Implementation:Speechbrain Speechbrain GigaSpeech Dataset
| Knowledge Sources | |
|---|---|
| Domains | Speech_Recognition, Data_Preparation |
| Last Updated | 2026-02-09 00:00 GMT |
Overview
Concrete tool providing a HuggingFace Datasets builder for the GigaSpeech dataset used in SpeechBrain ASR recipes.
Description
This script implements a custom HuggingFace Datasets builder (Gigaspeech) for loading and streaming the GigaSpeech corpus. It defines dataset configurations for each subset size (xs, s, m, l, xl, dev, test), handles downloading audio archives and metadata CSVs from the HuggingFace Hub, and yields examples with audio, transcription, category, and source fields. This builder enables efficient streaming and sharded access to GigaSpeech data within the HuggingFace ecosystem.
Usage
Use this when loading the GigaSpeech dataset via HuggingFace Datasets for ASR training with SpeechBrain transducer recipes.
Code Reference
Source Location
- Repository: SpeechBrain
- File: recipes/GigaSpeech/ASR/transducer/dataset.py
Signature
class Gigaspeech(datasets.GeneratorBasedBuilder):
"""HuggingFace Datasets builder for GigaSpeech."""

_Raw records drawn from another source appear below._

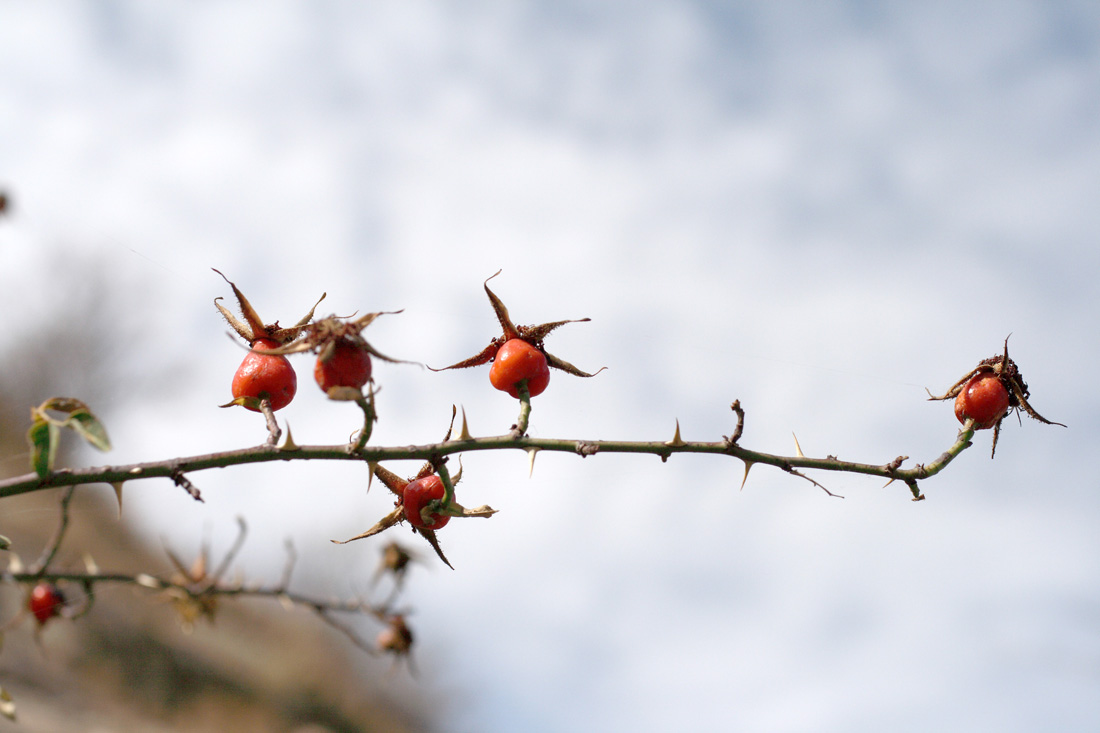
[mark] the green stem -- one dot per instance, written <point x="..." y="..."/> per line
<point x="525" y="409"/>
<point x="366" y="404"/>
<point x="437" y="450"/>
<point x="444" y="476"/>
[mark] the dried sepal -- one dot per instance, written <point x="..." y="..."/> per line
<point x="532" y="335"/>
<point x="253" y="326"/>
<point x="380" y="526"/>
<point x="1010" y="376"/>
<point x="430" y="536"/>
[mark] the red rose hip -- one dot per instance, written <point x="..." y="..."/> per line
<point x="518" y="360"/>
<point x="265" y="375"/>
<point x="985" y="398"/>
<point x="46" y="602"/>
<point x="348" y="365"/>
<point x="417" y="494"/>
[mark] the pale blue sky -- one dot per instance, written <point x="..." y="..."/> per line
<point x="816" y="208"/>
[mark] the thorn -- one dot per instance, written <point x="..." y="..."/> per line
<point x="288" y="442"/>
<point x="530" y="459"/>
<point x="748" y="465"/>
<point x="677" y="441"/>
<point x="118" y="492"/>
<point x="464" y="433"/>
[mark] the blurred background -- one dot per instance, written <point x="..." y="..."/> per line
<point x="821" y="209"/>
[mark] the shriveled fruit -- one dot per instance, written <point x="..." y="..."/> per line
<point x="417" y="494"/>
<point x="46" y="602"/>
<point x="264" y="375"/>
<point x="985" y="398"/>
<point x="518" y="360"/>
<point x="347" y="364"/>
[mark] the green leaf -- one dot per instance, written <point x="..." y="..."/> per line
<point x="7" y="704"/>
<point x="89" y="428"/>
<point x="43" y="438"/>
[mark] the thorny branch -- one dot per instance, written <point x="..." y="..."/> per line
<point x="727" y="446"/>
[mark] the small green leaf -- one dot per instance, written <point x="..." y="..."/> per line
<point x="7" y="704"/>
<point x="89" y="428"/>
<point x="43" y="438"/>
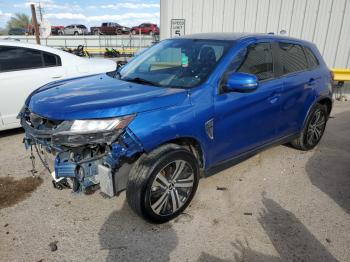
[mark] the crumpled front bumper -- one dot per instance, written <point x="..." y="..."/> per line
<point x="87" y="160"/>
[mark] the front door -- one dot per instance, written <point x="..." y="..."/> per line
<point x="244" y="121"/>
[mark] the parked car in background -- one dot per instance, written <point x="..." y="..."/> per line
<point x="55" y="30"/>
<point x="17" y="31"/>
<point x="110" y="29"/>
<point x="178" y="111"/>
<point x="145" y="28"/>
<point x="25" y="67"/>
<point x="74" y="30"/>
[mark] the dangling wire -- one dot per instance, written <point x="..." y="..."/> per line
<point x="32" y="158"/>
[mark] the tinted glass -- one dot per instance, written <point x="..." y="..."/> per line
<point x="18" y="58"/>
<point x="292" y="58"/>
<point x="313" y="62"/>
<point x="51" y="60"/>
<point x="258" y="61"/>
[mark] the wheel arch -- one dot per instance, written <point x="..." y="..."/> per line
<point x="193" y="145"/>
<point x="327" y="101"/>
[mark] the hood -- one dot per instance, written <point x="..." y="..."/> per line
<point x="99" y="96"/>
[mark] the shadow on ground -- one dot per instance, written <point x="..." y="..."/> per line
<point x="129" y="238"/>
<point x="329" y="167"/>
<point x="290" y="238"/>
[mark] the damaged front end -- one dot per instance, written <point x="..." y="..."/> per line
<point x="85" y="154"/>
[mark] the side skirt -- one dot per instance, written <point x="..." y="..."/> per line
<point x="241" y="157"/>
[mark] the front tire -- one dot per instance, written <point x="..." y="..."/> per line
<point x="313" y="130"/>
<point x="162" y="183"/>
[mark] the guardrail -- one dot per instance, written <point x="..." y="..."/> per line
<point x="93" y="42"/>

VERSION = datasets.Version("1.0.0")
BUILDER_CONFIGS = [
GigaspeechConfig(name=subset) for subset in _SUBSETS + ("dev", "test")
]
Import
import datasets
# Load via HuggingFace Datasets using the dataset script
ds = datasets.load_dataset("path/to/dataset.py", name="xs")
I/O Contract
Inputs
| Name | Type | Required | Description |
|---|---|---|---|
| name | str | Yes | Subset configuration name: one of "xs", "s", "m", "l", "xl", "dev", or "test" |
Outputs
| Name | Type | Description |
|---|---|---|
| audio | Audio | Audio data decoded from tar.gz archives |
| text | str | Transcription text for the audio segment |
| category | str | Content category (e.g., "Entertainment", "Science and Technology") |
| source | str | Audio source type: "audiobook", "podcast", or "youtube" |
Usage Examples
import datasets
# Load the XS subset of GigaSpeech
ds = datasets.load_dataset(
"path/to/dataset.py",
name="xs",
split="train",
)
for example in ds:
print(example["text"], example["audio"]["sampling_rate"])